Anneliese setzt sich auf die Bettkante und fängt an zu weinen. Nicht so, wie man in der Schule aus Trotz weint, sondern anders – wenn man es nicht erklären kann. Das Kätzchen in ihren Armen erstarrt, drückt sich an ihren Pullover.
Greta sagt nichts. Sie legt ihre Hand auf Klaus’ Arm und drückt zu. Kurz, knapp. Dann steht sie auf und geht in die Küche, um den Wasserkocher anzustellen.
Das Kätzchen bekommt den Namen Kuno. Anneliese wollte Graf, aber Klaus sagt: „Was für ein Graf, der kommt aus ’nem Schuhkarton, der heißt Kuno.“ Und Kuno wird heimisch, als hätte er schon immer hier gelebt. Max geht ihm die erste Woche aus dem Weg, in der zweiten fängt er an, ihn zu dulden, und nach einem Monat schlafen sie auf demselben Sessel. Max, rot und würdevoll, und Kuno, grau mit der abstehenden Pfote, den Kopf an Max’ Seite gedrückt.
Klaus schaut sie abends an und schweigt. Greta fragt einmal:
„Du warst doch dagegen. Was hat sich geändert?“
Er überlegt, kratzt Kuno hinterm Ohr. Der schnurrt und schließt die Augen.
„Anneliese hat geweint. Und ich hab durch die Wand alles gehört. Da hab ich mir gedacht: Ich repariere hier ständig alles Mögliche, aber hier gibt es nichts zu reparieren – einfach hinfahren und holen. Einfacher geht’s nicht. Und ich hab mich gesträubt – wegen was? Wegen Fell?“
Greta lächelt und fügt nichts hinzu.
Ein halbes Jahr später ist Kuno groß, die Pfote bleibt krumm, aber er rast wie ein Wirbelwind durch die Wohnung, schießt Hausschuhe um und springt auf den Schrank. Max folgt ihm nur mit dem Blick.

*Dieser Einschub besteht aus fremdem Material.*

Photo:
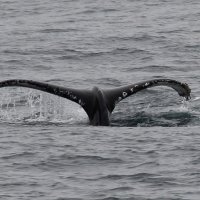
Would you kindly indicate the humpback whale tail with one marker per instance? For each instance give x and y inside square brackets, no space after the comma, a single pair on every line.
[97,103]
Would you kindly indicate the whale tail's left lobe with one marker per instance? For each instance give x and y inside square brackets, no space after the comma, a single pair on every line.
[85,98]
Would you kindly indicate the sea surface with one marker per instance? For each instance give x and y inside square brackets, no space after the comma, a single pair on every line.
[48,150]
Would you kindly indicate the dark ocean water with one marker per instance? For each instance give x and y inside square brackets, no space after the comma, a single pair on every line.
[152,148]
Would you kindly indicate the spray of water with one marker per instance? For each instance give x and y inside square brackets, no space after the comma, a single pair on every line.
[24,105]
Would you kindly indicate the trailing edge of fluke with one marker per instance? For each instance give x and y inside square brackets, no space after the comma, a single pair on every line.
[99,103]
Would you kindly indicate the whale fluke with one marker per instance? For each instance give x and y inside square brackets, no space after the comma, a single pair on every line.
[97,103]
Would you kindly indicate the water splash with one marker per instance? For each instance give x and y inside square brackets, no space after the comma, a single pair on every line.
[22,105]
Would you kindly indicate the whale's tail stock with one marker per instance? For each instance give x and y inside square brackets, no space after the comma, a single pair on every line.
[99,103]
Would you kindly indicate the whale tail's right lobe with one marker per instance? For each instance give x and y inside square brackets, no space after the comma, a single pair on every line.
[114,96]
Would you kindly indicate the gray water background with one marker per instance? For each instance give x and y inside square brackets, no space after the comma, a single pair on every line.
[48,149]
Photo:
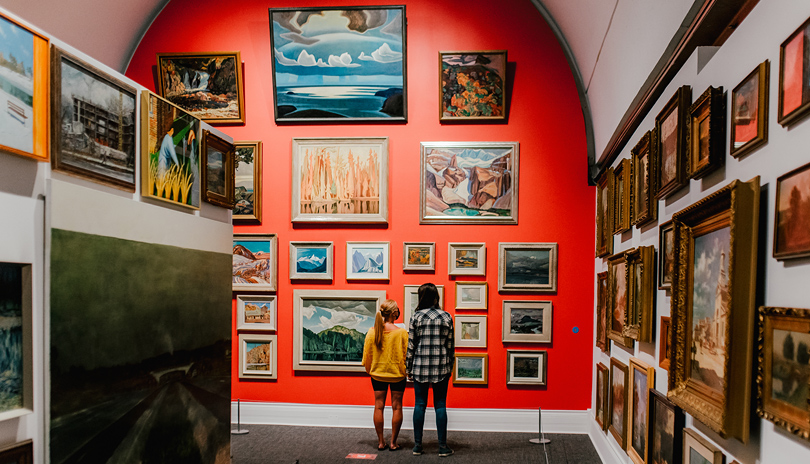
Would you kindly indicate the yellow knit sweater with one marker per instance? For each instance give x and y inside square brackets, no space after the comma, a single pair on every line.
[387,363]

Und Klaus ertappt sich dabei, dass er abends auf dem Sofa sitzt, auf dem Schoß liegt Max, auf der Schulter schläft Kuno, im Fernseher läuft Fußball – und er hört das Ergebnis nicht, weil er sich nicht traut, sich zu rühren.
Und das ist vielleicht besser als jedes Ergebnis.